In present day electronic devices, continued scaling of integrated circuit features to smaller dimensions places continued pressure on patterning technology to define device features with required fidelity. Lithography is used to define patterns in mask material such as photoresist in order to provide a means to transfer desired patterns into permanent features of the device to be fabricated. For device critical dimensions (CD) smaller than about 50 nm, line edge roughness (LER) has emerged as a fundamental limiter to patterning devices.
Several features associated with lithographic patterning of photoresist contribute to LER and related problems. For one, the use of high molecular weight polymers has increased in recent technology generations because of smaller exposure doses required for patterning using such photoresists, resulting in higher substrate throughput. However, clustering that is inherent in high molecular weight polymers tends to increase LER in patterned high molecular weight photoresists, as opposed to lower molecular weight photoresists. LER is also exacerbated because of the fewer number of photons used to expose a photoresist material to be patterned, especially for high molecular weight photoresists. Each photon that strikes a photoresist material may induce photoacid diffusion into a spherical zone characteristic of the photoacid diffusion length. When only a small number of photons are used to expose a photoresist, as in high molecular weight photoresists, the overlapping spherical regions define rough boundaries at the edge of diffusion zones after the unexposed resist is removed. This so-called shot noise may define roughness on a scale that is a significant fraction of a CD for small photoresist features less than about 50 nm in CD.
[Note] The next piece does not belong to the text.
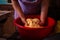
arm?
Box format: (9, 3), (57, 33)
(11, 0), (25, 23)
(40, 0), (49, 25)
The increased LER in patterned photoresist typically leads to increased LER in underlying substrate layers into which the photoresist pattern is subsequently transferred. In particular, during an etch step (pattern transfer) of an underlying layer, the LER from the photoresist is transferred at least in part to the material of the underlying layer being etched. While the etching used for the pattern transfer process, typically a reactive ion etch, may exhibit some capability of reducing LER, this is typically limited.
In the present day, reduction of LER remains an active area of efforts for most device manufacturers. Several additional processes have been tested to address this problem with marginal results. For example, dry chemical etch processes have the ability to remove material from the resist image but suffer pattern dependent loading effects from different exposed area to isolated to dense biases. In addition, it is important to maintain the photoresist CD within a tight tolerance. Hence it is desirable that any secondary applied technique to improve LER maintain the original photoresist attributes for profile, height, and CD. Dry chemical etch systems may also impart unwanted defects to the pattern resulting in yield loss. Another alternative approach that has been investigated in the use of a Deep Ultraviolet (DUV) cure where a rough pattern of photoresist lines or other small features is exposed to a lamp based platform in which heating through radiation exposure is used to smooth the photoresist lines. A drawback to this technique is a feature found in the corner of line segments where pattern pull back occurs, resulting in line deformation in such a way to render the device to be patterned useless.